GT1992
GT1992

Reputation: 119

How can I ensure that my simulation starts a new "time to failure" countdown only after the repair is complete?

I am creating a simulation of a 2 machine system with a buffer in between with fixed processing speeds, failure rate and maintenance speeds (later I will change this to having some sort of distribution, but for now baby steps first). The steps are as follows:

I have gotten quite far with all of the above points accounted for. The only thing is that the failures keep counting the failure time per multiple of the unit I give it and it does not start counting after the machine has been fixed again. So it might break at 7, is fixed at 11 but then breaks at 14 again instead of 11+7=18.

It seems like the failure is just on an infinite loop. Does anyone know how I can change this? My code is as follows:

import simpy
import random

# Machine 1
speed_1 = 2          # Avg. processing time of Machine 1 in minutes
# speed_1_stdev = 0.6  # St. dev. of processing time of Machine 1
MTTF_1 = 10          # Mean time to failure Machine 1
# fail_1 = 1/MTTF_1    # Parameter for exp. distribution
repair_1 = 3         # Time it takes to repair Machine 1

# Machine 2
speed_2 = 3          # Processing time of Machine 2 in minutes
# speed_2_stdev = 0.6  # St. dev. of processing time of Machine 2
MTTF_2 = 7           # Mean time to failure Machine 1
# fail_2 = 1/MTTF_2    # Parameter for exp. distribution
repair_2 = 4         # Time it takes to repair Machine 2

# Simulation time
time = 120           # Sim time in minutes

#---------------------------------------------------------------------
# Class setup for a Machine
class Machine(object):
    """
    A machine produces units at a fixed processing speed, 
    takes units from a store before and puts units into a store after.

    Machine has a *name*, a processing speed *speed*, a preceeding buffer *in_q*,
    and a proceeding buffer *out_q*.
    
    Next steps: 
    - Machine produces units at distributed processing speeds.
    - A machine fails at fixed intervals and is repaired at a fixed time.
    - Failure and repair times are distributed.
    """
    def __init__(self, env, name, in_q, out_q, speed, mttf, repair):
        self.env = env
        self.name = name
        self.in_q = in_q
        self.out_q = out_q
        self.speed = speed
        self.mttf = mttf
        self.repair = repair
        self.broken = False

        # Start the producing process
        self.process = env.process(self.produce())
        # Start the failure process
        env.process(self.fail_machine())
    
    def produce(self):
        """
        Produce parts as long as the simulation runs.
        """
        while True:
            part = yield self.in_q.get()
            try:
                # If want to see time {self.env.now:.2f} 
                print(f'{self.name} has got a part')

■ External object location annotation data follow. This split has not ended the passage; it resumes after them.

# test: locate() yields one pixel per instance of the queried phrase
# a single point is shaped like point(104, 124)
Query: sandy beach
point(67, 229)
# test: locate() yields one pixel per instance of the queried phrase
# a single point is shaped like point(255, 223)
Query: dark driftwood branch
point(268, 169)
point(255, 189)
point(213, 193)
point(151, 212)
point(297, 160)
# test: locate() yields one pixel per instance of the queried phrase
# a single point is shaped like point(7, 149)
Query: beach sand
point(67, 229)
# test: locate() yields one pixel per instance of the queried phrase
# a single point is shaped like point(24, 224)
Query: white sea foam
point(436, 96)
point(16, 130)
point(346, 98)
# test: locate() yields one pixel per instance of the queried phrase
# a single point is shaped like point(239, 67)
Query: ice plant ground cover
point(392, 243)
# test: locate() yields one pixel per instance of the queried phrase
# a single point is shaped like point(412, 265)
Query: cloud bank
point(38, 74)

                yield env.timeout(self.speed)
                if len(self.out_q.items) < self.out_q.capacity:
                    print(f'{self.name} finish a part next buffer has {len(self.out_q.items)} and capacity of {self.out_q.capacity}')
                else:
                    print(f'{self.env.now:.2f}  {self.name} output buffer full!!!')

                yield self.out_q.put(part)
                print(f'{self.name} pushed part to next buffer')
            
            except simpy.Interrupt:
                self.broken = True
                yield self.env.timeout(self.repair)
                print(f'{self.env.now:.2f} {self.name} is in fixed')
                self.broken = False
        
    def fail_machine(self):
        """
        The machine is prone to break down every now and then.
        """
        while True:
            yield self.env.timeout(self.mttf)
            print(f'{self.env.now:.2f} {self.name} is in failure.')
            if not self.broken:
                # Machine only fails if currently working.
                self.process.interrupt(self.mttf)
#---------------------------------------------------------------------
# Generating the arrival of parts in the entry buffer to be used by machine 1
def gen_arrivals(env, entry_buffer):
    """
    Start the process for each part by putting
    the part in the starting buffer
    """
    while True:
        yield env.timeout(random.uniform(0,0.001))
        # print(f'{env.now:.2f} part has arrived')
        part = object() # Too lazy to make a real part class, also isn't necessary

        yield entry_buffer.put(part)

#---------------------------------------------------------------------
# Create environment and start the setup process
env = simpy.Environment()
bufferStart = simpy.Store(env)  # Buffer with unlimited capacity
buffer1 = simpy.Store(env, capacity = 8) # Buffer between machines with limited capacity
bufferEnd = simpy.Store(env)  # Last buffer with unlimited capacity

# The machines __init__ starts the machine process so no env.process() is needed here
machine_1 = Machine(env, 'Machine 1', bufferStart, buffer1, speed_1, MTTF_1, repair_1)
machine_2 = Machine(env, 'Machine 2', buffer1, bufferEnd, speed_2, MTTF_2, repair_2)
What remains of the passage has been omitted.